Além do BTG, também foram selecionados para compor o grupo de coordenadores globais os bancos Itaú BBA, Bank of America, Citigroup e UBS BB. As instituições serão responsáveis pela estruturação e condução da eventual oferta pública secundária de ações.
Atualmente, o Estado de Minas Gerais detém 50,03% das ações da Copasa. A estratégia do governo é realizar uma oferta secundária — quando ações já existentes são vendidas ao mercado, sem emissão de novos papéis — com o objetivo de reduzir ou zerar sua participação na empresa.
A expectativa da equipe econômica é que a operação possa gerar ao menos R$ 4 bilhões em arrecadação, recursos que poderão ser utilizados no âmbito do Programa de Pleno Pagamento das Dívidas dos Estados (Propag), voltado à reorganização fiscal.
Apesar da escolha dos bancos coordenadores, a oferta ainda não foi lançada oficialmente. A concretização da operação depende de aprovações societárias, ajustes no estatuto da companhia, condições de mercado e cumprimento das exigências regulatórias.

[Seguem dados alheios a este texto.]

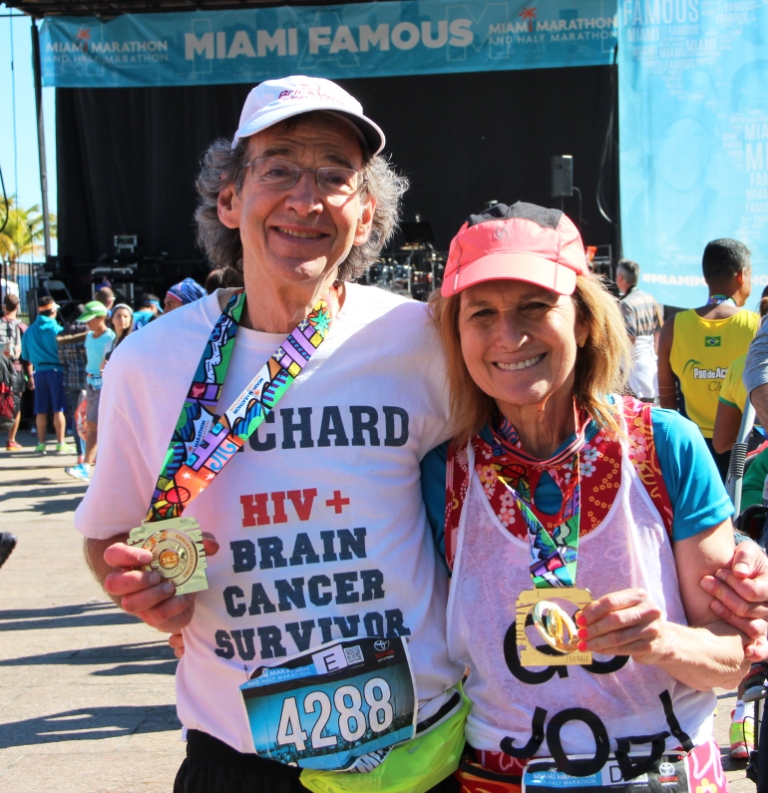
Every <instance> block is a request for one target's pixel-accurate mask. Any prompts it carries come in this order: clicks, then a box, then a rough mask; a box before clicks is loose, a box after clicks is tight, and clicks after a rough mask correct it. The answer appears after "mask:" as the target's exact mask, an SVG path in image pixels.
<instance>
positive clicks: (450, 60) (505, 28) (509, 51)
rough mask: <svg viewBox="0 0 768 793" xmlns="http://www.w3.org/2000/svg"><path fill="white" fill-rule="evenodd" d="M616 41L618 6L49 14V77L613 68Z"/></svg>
mask: <svg viewBox="0 0 768 793" xmlns="http://www.w3.org/2000/svg"><path fill="white" fill-rule="evenodd" d="M616 40H617V33H616V0H570V2H563V0H527V2H519V0H508V2H489V3H485V2H477V1H476V0H468V1H465V2H462V1H461V0H458V2H455V3H445V2H443V0H425V2H387V3H364V4H359V5H358V4H355V5H337V6H321V7H291V8H259V9H248V10H238V11H215V12H189V13H179V14H141V15H130V14H129V15H125V16H118V17H115V18H114V19H112V20H110V21H103V20H101V19H98V18H96V17H80V18H74V17H71V18H65V17H58V18H57V17H48V18H47V19H46V20H45V22H44V24H43V28H42V60H43V81H44V83H45V85H53V86H57V87H60V88H99V87H131V86H148V85H208V84H217V83H258V82H261V81H262V80H267V79H270V78H275V77H283V76H285V75H287V74H307V75H317V76H322V77H328V78H333V79H338V78H344V77H385V76H392V75H408V74H441V73H451V72H476V71H496V70H507V69H536V68H551V67H559V66H597V65H601V64H607V63H610V62H611V58H612V55H613V49H614V47H615V45H616Z"/></svg>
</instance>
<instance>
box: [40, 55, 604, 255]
mask: <svg viewBox="0 0 768 793" xmlns="http://www.w3.org/2000/svg"><path fill="white" fill-rule="evenodd" d="M611 75H612V67H607V66H605V67H580V68H570V69H569V68H565V69H539V70H531V71H508V72H494V73H471V74H450V75H429V76H418V77H383V78H367V79H360V80H343V81H339V82H340V83H341V84H342V85H344V87H345V88H347V90H349V91H350V92H351V93H352V94H353V95H354V96H355V97H357V98H358V99H359V100H360V101H361V102H362V104H363V107H364V109H365V111H366V113H367V114H368V115H370V116H371V118H373V119H374V120H376V121H377V122H378V123H379V124H380V125H381V126H382V128H383V129H384V131H385V133H386V135H387V147H386V151H387V152H389V153H390V154H391V156H392V159H393V162H394V163H395V164H396V165H397V166H398V167H399V168H400V169H401V171H402V172H403V173H405V174H406V175H407V176H408V177H409V178H410V180H411V185H412V186H411V189H410V191H409V192H408V194H407V195H406V201H405V213H404V218H403V219H404V220H407V221H409V220H413V219H414V215H415V214H416V213H418V214H420V215H421V218H422V220H425V221H429V222H430V223H431V224H432V228H433V231H434V235H435V244H436V248H437V249H438V250H447V248H448V244H449V242H450V240H451V237H452V236H453V234H455V232H456V231H457V230H458V228H459V226H460V225H461V223H462V222H463V221H464V220H465V218H466V217H467V215H469V214H470V213H472V212H476V211H478V210H479V209H481V208H482V207H483V205H484V204H485V202H486V201H488V200H494V199H495V200H497V201H500V202H504V203H512V202H514V201H516V200H526V201H532V202H534V203H538V204H543V205H545V206H559V205H560V199H553V198H551V197H550V184H551V176H550V157H551V156H552V155H554V154H571V155H573V158H574V184H575V185H576V186H577V187H579V188H580V189H581V192H582V195H583V199H584V201H583V214H582V217H583V224H582V233H583V236H584V239H585V242H586V244H588V245H602V244H613V245H614V246H616V245H617V242H618V232H617V230H616V229H615V228H614V227H613V226H612V225H611V224H609V223H608V222H606V221H605V220H604V219H603V218H602V216H601V215H600V213H599V210H598V206H597V200H596V196H597V190H598V181H599V177H600V163H601V157H602V154H603V146H604V141H605V136H606V130H607V126H608V123H609V117H610V115H611V111H612V108H613V106H614V102H615V87H614V84H613V81H612V79H611ZM249 89H250V86H247V85H218V86H204V87H199V86H195V87H180V88H179V87H177V88H159V87H158V88H115V89H104V88H102V89H58V91H57V98H56V107H57V119H56V131H57V149H58V191H59V192H58V209H59V218H58V220H59V227H58V229H59V230H58V234H59V255H60V257H62V259H63V260H64V261H67V260H69V261H70V262H72V263H74V264H77V263H84V262H96V261H97V259H98V258H99V257H100V256H101V255H102V254H104V253H107V252H109V251H111V250H112V238H113V236H114V235H115V234H137V235H138V236H139V238H140V241H141V246H142V251H143V253H144V254H146V255H150V256H156V255H159V254H161V252H165V253H167V254H168V257H169V259H170V260H174V261H179V260H193V259H201V258H202V257H201V254H200V252H199V251H198V250H197V249H196V247H195V242H194V230H193V221H192V215H193V212H194V207H195V190H194V179H195V173H196V170H197V167H198V163H199V159H200V155H201V153H202V152H203V151H204V150H205V148H206V147H207V145H208V144H209V143H210V141H212V140H213V139H214V138H216V137H220V136H223V137H231V135H232V133H233V131H234V129H235V128H236V124H237V120H238V118H239V114H240V109H241V107H242V104H243V101H244V98H245V96H246V94H247V93H248V90H249ZM615 116H616V114H615V113H614V134H613V136H612V139H614V140H615V137H616V121H615ZM604 181H605V187H604V195H605V198H606V202H607V207H606V208H607V210H608V212H609V214H610V215H611V216H612V217H613V218H618V164H617V162H616V157H615V149H614V148H612V149H611V151H610V154H609V157H608V161H607V163H606V168H605V173H604ZM564 201H565V205H564V208H565V210H566V212H568V213H569V214H570V215H571V217H573V218H574V220H576V219H577V217H578V213H579V203H578V199H577V198H576V196H574V197H573V198H566V199H564ZM67 269H68V268H67Z"/></svg>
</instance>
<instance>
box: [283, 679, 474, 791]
mask: <svg viewBox="0 0 768 793" xmlns="http://www.w3.org/2000/svg"><path fill="white" fill-rule="evenodd" d="M456 691H457V693H458V694H459V695H460V696H461V700H462V701H461V706H460V707H459V709H458V710H455V709H454V710H453V713H452V714H451V715H450V716H447V717H446V718H445V719H444V720H442V721H440V722H439V723H438V724H436V725H434V726H427V727H426V728H422V729H417V733H416V736H415V737H414V738H413V739H412V740H410V741H406V742H405V743H401V744H398V745H397V746H395V747H394V748H393V749H392V750H391V751H390V752H389V754H388V755H387V758H386V759H385V760H384V762H383V763H381V765H379V766H377V767H376V768H374V769H373V770H372V771H370V772H368V773H363V774H361V773H357V774H350V773H344V772H336V771H312V770H309V769H304V770H303V771H302V772H301V776H300V777H299V779H300V781H301V784H302V785H304V787H305V788H307V789H308V790H311V791H313V792H314V793H370V791H376V792H377V793H425V792H426V791H427V790H429V789H430V788H432V787H434V786H435V785H437V784H438V783H439V782H441V781H442V780H443V779H445V778H446V777H448V776H450V775H451V774H452V773H453V772H454V771H455V770H456V769H457V768H458V766H459V760H460V759H461V755H462V752H463V749H464V723H465V722H466V720H467V716H468V715H469V708H470V703H469V700H468V699H467V698H466V697H465V696H464V692H463V690H462V689H461V686H460V685H459V686H457V689H456Z"/></svg>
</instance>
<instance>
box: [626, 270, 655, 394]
mask: <svg viewBox="0 0 768 793" xmlns="http://www.w3.org/2000/svg"><path fill="white" fill-rule="evenodd" d="M639 280H640V265H639V264H638V263H637V262H633V261H632V260H631V259H621V260H620V261H619V264H618V266H617V267H616V285H617V286H618V287H619V289H620V290H621V294H622V295H623V297H622V298H621V302H620V304H619V305H620V306H621V313H622V315H623V316H624V322H625V323H626V325H627V333H628V334H629V340H630V342H631V343H632V369H631V370H630V372H629V387H630V388H631V389H632V392H633V393H634V394H635V396H636V397H637V398H638V399H641V400H642V401H643V402H653V401H654V400H655V399H656V396H657V394H658V376H657V368H658V367H657V362H656V341H657V338H658V333H659V330H660V329H661V326H662V324H663V321H662V318H661V309H660V308H659V304H658V303H657V302H656V301H655V300H654V299H653V297H652V296H651V295H649V294H648V293H647V292H643V291H641V290H640V289H638V288H637V282H638V281H639Z"/></svg>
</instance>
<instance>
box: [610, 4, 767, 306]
mask: <svg viewBox="0 0 768 793" xmlns="http://www.w3.org/2000/svg"><path fill="white" fill-rule="evenodd" d="M619 12H620V14H619V17H620V46H619V123H620V129H621V136H620V137H621V142H620V163H621V165H620V170H621V220H622V223H621V227H622V239H623V248H624V255H625V256H626V257H627V258H630V259H634V260H636V261H637V262H638V263H639V264H640V266H641V276H640V277H641V283H640V287H641V288H642V289H644V290H645V291H648V292H650V293H651V294H653V295H654V296H655V297H656V299H657V300H659V302H662V303H666V304H668V305H675V306H681V307H684V308H689V307H693V306H697V305H702V304H703V303H704V302H706V298H707V289H706V286H705V285H704V279H703V278H702V274H701V255H702V252H703V251H704V246H705V245H706V243H707V242H708V241H710V240H713V239H717V238H719V237H733V238H735V239H739V240H741V241H743V242H744V243H746V245H747V246H748V247H749V248H750V249H751V250H752V262H753V284H754V287H755V288H754V291H755V292H758V287H759V290H762V287H763V286H765V285H766V284H768V266H767V265H766V261H768V90H766V87H767V86H768V56H767V55H766V51H767V50H766V47H767V45H768V0H732V1H729V2H721V1H720V0H620V3H619ZM757 297H758V296H757V295H755V298H757ZM754 303H756V300H755V301H754V302H753V301H750V305H749V306H748V307H750V308H754Z"/></svg>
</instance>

Entre as mudanças em discussão está a possibilidade de criação de uma “golden share”, mecanismo que permitiria ao Estado manter poderes especiais de veto em decisões estratégicas mesmo após a eventual privatização.
O processo marca mais uma etapa no plano do governo mineiro de reduzir sua presença em estatais e reforçar o caixa estadual por meio de desinvestimentos.